Ainsi, le mandataire judiciaire qui prévoit de déposer son compte rendu de fin de mission doit anticiper de 15 jours ce dépôt, afin d’avertir les comptables publics qu’il leur reste 15 jours pour procéder à la déclaration à titre définitif de leur créance. À défaut de cet avertissement, la forclusion ne peut être encourue par le Trésor public [7].
[1] Sur la question, P.-M. Le Corre, Droit et pratique des procédures collectives, 10ème éd., 2021/2022, n° 671.113.
[2] CA Paris, 5, 9, 14 septembre 2023, n° 22/10578 N° Lexbase : A49971MZ.
[3] CA Toulouse, 13 avril 2016, n° 15/05695 N° Lexbase : A6138RCC, Act. proc. coll., 2016/10, comm. 134, note F. Petit.
[4] Cass. com., 25 octobre 2017, n° 16-18.938, F-P+B+I N° Lexbase : A6299WW9 , Gaz. pal., 16 janvier 2018, no 2, 74, note P.-M. Le Corre; Rev. sociétés, 2017, 738, note L.-C. Henry ; BJE, 2018, 51, note G. Dedeurwaerder ; Act. proc., coll. 2017, comm. 299, note Lamulle; RTD com., 2018, 190, n° 2, note A. Martin-Serf ; Rev. proc. coll., septembre/octobre 2018, comm. 167, note R. Vabres ; P.-M. Le Corre, in Chron., novembre 2017, n° 530 N° Lexbase : N1279BXN.
[5] Rédaction issue du décret n° 2014-736 du 30 juin 2014, art. 62.
[6] Rédaction issue du décret n° 2014-736 du 30 juin 2014, art. 106.
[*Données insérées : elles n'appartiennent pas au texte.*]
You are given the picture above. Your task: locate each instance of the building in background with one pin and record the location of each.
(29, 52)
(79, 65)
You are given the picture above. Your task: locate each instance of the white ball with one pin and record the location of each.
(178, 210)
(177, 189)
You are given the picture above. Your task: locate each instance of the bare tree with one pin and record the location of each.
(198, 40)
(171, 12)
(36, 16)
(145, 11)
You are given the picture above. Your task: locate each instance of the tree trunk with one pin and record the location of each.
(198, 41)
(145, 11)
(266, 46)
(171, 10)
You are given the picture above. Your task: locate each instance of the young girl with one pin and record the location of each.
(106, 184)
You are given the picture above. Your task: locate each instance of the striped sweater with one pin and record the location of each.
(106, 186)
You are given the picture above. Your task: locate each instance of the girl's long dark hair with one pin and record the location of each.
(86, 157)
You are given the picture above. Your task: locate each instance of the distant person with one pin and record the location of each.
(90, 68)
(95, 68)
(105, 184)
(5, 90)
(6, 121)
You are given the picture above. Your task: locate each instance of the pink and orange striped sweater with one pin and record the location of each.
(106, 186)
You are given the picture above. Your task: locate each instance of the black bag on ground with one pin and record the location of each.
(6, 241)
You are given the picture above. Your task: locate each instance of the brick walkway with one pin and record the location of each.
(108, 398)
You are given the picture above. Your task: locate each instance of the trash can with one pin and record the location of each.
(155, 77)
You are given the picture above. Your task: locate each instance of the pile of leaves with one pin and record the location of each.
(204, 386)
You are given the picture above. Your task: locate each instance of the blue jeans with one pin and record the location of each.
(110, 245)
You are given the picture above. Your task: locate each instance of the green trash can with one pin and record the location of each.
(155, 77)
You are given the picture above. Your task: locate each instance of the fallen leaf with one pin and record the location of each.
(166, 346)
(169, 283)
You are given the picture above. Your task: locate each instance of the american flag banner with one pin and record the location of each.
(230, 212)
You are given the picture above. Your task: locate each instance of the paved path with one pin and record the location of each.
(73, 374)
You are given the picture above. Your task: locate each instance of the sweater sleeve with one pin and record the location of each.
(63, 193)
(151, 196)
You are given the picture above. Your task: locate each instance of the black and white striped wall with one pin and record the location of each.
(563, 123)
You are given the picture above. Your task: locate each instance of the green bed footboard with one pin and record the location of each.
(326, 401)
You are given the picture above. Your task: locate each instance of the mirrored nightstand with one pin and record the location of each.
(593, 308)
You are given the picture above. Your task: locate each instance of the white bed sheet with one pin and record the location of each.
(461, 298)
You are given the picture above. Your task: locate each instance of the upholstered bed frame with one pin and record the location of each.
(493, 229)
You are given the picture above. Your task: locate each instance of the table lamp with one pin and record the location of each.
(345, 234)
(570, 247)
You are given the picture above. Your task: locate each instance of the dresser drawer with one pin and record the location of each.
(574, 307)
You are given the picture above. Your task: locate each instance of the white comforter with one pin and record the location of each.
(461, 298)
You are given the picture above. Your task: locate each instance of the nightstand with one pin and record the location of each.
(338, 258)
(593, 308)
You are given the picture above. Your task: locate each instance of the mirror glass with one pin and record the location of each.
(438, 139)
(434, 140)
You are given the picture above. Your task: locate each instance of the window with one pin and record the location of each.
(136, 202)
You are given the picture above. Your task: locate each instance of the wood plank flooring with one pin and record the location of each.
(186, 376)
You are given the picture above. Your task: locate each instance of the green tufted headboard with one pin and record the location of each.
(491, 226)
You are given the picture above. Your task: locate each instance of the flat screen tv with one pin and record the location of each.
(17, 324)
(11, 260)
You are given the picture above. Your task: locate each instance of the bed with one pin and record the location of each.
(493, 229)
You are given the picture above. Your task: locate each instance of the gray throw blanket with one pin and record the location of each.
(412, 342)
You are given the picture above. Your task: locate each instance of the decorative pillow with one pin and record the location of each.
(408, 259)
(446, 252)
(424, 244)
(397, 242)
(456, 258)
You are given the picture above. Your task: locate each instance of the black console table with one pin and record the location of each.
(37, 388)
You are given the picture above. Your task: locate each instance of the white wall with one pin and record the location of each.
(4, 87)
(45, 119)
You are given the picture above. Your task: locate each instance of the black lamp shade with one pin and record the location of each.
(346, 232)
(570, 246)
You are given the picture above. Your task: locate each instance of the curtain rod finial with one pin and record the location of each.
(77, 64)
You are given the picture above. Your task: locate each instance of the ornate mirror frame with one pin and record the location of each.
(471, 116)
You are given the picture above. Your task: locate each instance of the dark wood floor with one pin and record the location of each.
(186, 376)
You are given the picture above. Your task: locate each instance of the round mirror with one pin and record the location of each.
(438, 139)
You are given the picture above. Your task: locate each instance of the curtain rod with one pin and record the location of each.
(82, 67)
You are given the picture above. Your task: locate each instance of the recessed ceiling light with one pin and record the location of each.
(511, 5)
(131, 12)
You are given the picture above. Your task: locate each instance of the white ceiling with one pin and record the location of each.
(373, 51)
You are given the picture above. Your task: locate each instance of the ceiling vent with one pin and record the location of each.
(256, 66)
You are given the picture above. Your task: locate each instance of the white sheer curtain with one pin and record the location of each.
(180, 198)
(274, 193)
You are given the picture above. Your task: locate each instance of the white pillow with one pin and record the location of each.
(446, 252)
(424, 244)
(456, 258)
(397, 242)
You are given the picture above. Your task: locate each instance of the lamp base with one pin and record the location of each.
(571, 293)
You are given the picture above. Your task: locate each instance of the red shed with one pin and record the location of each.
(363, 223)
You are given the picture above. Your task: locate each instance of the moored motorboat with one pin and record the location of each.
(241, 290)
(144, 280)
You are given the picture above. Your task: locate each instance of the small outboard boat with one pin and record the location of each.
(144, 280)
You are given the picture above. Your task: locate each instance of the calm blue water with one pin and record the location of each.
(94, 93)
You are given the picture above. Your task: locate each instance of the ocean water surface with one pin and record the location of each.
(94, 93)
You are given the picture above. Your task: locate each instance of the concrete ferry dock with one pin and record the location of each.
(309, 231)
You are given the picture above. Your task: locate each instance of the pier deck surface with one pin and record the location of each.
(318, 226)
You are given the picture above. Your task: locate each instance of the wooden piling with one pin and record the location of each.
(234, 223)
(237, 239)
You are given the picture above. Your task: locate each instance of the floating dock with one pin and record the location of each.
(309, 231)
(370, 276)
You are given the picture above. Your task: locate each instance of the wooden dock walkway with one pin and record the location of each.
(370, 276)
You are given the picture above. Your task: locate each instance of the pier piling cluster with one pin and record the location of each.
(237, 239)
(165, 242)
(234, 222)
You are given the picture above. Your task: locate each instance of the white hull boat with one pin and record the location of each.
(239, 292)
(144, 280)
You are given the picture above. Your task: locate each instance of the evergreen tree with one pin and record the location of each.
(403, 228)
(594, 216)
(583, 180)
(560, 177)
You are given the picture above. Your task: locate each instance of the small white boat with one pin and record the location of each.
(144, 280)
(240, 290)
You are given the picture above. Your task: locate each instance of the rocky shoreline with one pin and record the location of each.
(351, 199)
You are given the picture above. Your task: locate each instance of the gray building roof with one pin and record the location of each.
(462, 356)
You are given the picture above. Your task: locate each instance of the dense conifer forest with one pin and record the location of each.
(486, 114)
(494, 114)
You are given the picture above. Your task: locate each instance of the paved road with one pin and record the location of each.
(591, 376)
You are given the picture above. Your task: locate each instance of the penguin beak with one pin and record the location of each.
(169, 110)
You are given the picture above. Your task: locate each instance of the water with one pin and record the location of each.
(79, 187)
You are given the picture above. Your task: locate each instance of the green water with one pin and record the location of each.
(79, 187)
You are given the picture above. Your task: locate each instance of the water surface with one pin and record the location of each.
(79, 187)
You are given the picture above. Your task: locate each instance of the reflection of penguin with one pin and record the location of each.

[7] Cass. com., 2 février 2022, n° 20-16.985, FS-B N° Lexbase : A14127LU, D., 2022, chron. p. 1675, note F.-X. Lucas ; Act. proc. coll., 2022/4, comm. 47, note B. Ghandour ; JCP E, 2022, Chron, 1163, n° 4, obs. A. Tehrani ; BJE, mai/juin 2022, BJE200p0, note G. Dedeurwaerder ; P.-M. Le Corre, Lexbase Affaires, février 2022, n° 705 N° Lexbase : A14127LU.